DummyClassifier(constant=None, random_state=None, strategy='warn')

In [21]:
#predict test results
logistic_y_prediction = logistic_classifier.predict(X_test) 
decision_y_prediction = decision_classifier.predict(X_test) 
random_y_prediction = random_classifer.predict(X_test) 
dummy_y_prediction = dummy_classifer.predict(X_test) 

In [22]:
from sklearn.metrics import accuracy_score 
#print accuracy of classifers
print('Logistic accuracy:') 
print(accuracy_score(logistic_y_prediction, y_test)) 
print('Decision Tree accuracy:')
print(accuracy_score(decision_y_prediction, y_test))
print('Random Forest accuracy:')
print(accuracy_score(random_y_prediction, y_test))
print('Dummy accuracy:')
print(accuracy_score(dummy_y_prediction, y_test))

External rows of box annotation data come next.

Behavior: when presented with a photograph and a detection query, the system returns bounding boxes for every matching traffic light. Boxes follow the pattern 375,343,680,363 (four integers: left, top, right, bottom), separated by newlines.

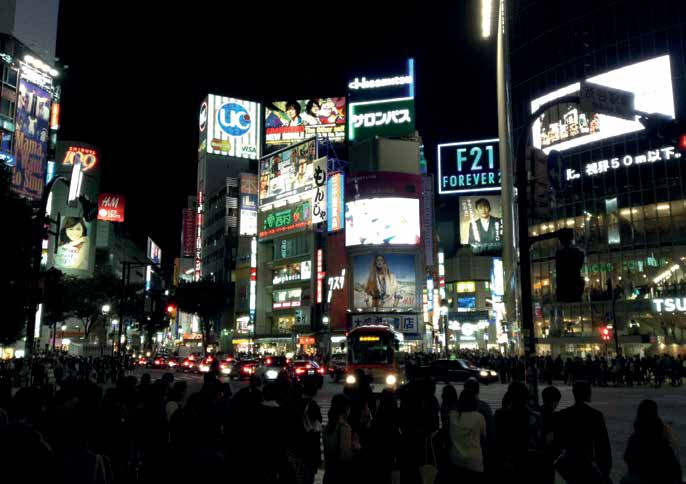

555,229,585,302
600,326,612,341
79,195,98,222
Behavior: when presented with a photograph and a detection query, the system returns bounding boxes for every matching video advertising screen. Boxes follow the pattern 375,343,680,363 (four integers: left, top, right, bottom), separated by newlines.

345,198,420,246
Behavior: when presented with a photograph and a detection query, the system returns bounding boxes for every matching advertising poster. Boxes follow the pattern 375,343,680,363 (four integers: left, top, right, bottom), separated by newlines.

259,138,317,207
326,172,345,232
531,55,674,153
55,217,92,271
12,79,50,200
204,94,262,159
257,200,312,239
345,198,420,246
460,195,503,255
98,193,126,222
353,253,417,311
264,97,346,145
312,157,328,224
348,98,414,141
181,208,195,257
437,138,501,195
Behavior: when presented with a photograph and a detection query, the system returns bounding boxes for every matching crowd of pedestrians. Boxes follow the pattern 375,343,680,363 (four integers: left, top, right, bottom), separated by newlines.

0,355,682,484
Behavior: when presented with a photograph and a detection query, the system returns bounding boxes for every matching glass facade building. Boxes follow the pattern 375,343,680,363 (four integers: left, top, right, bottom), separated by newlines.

509,0,686,355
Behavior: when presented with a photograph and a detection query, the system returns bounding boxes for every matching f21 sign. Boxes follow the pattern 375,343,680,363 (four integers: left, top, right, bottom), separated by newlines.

438,138,501,195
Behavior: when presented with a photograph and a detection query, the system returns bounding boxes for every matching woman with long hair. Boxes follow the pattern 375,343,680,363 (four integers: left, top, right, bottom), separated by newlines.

621,400,681,484
364,255,402,310
322,394,359,484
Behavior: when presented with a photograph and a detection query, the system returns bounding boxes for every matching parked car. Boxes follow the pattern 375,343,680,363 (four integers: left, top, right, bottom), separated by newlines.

290,360,326,388
429,359,498,383
255,356,288,383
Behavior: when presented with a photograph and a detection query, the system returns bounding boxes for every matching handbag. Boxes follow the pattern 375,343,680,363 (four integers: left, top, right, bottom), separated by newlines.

419,435,438,484
553,451,606,484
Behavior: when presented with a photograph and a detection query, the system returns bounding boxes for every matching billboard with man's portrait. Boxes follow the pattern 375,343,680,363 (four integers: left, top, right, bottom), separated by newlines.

259,138,317,207
460,195,503,256
353,253,417,311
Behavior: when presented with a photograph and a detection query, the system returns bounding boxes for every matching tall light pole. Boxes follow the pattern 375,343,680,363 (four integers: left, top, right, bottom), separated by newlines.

481,0,517,356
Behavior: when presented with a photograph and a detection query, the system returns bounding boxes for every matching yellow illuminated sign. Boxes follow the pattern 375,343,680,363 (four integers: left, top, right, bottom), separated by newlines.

360,336,380,341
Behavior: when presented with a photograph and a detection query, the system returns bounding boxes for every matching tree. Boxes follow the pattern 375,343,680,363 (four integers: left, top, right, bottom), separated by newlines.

174,277,228,352
0,164,39,345
64,272,121,340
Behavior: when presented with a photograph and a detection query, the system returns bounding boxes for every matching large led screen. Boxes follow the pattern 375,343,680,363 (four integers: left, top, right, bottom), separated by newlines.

#the most accurate classifer is random forest classifer at 0.86
#by random guessing the accuracy score is at 0.68

Logistic accuracy:
0.7985
Decision Tree accuracy:
0.7715
Random Forest accuracy:
0.848
Dummy accuracy:
0.6855


In [23]:
from sklearn.metrics import f1_score
#print accuracy of classifers
print('Logistic f1_score:') 
print(f1_score(logistic_y_prediction, y_test)) 
print('Decision Tree f1_score:')
print(f1_score(decision_y_prediction, y_test))
print('Random Forest f1_score:')
print(f1_score(random_y_prediction, y_test))
print('Dummy f1_score:')
print(f1_score(dummy_y_prediction, y_test))
#the best classifer is random forest classifer at 0.57

Logistic f1_score:
0.25231910946196656
Decision Tree f1_score:
0.46922183507549364
Random Forest f1_score:
0.5351681957186545
Dummy f1_score:
0.24670658682634727


In [24]:
#prediction probabilities test results
logistic_y_proba = logistic_classifier.predict_proba(X_test)[:,1]
decision_y_proba = decision_classifier.predict_proba(X_test)[:,1]
random_y_proba = random_classifer.predict_proba(X_test)[:,1] 
dummy_y_proba = dummy_classifer.predict_proba(X_test)[:,1] 

In [25]:
from sklearn.metrics import roc_auc_score

#print accuracy of classifers
print('Logistic auc:') 
print(roc_auc_score(y_test,logistic_y_proba)) 
print('Decision Tree auc:')
print(roc_auc_score(y_test, decision_y_proba))
print('Random Forest auc:')
print(roc_auc_score(y_test, random_y_proba))
print('Dummy auc:')
print(roc_auc_score(y_test,dummy_y_proba))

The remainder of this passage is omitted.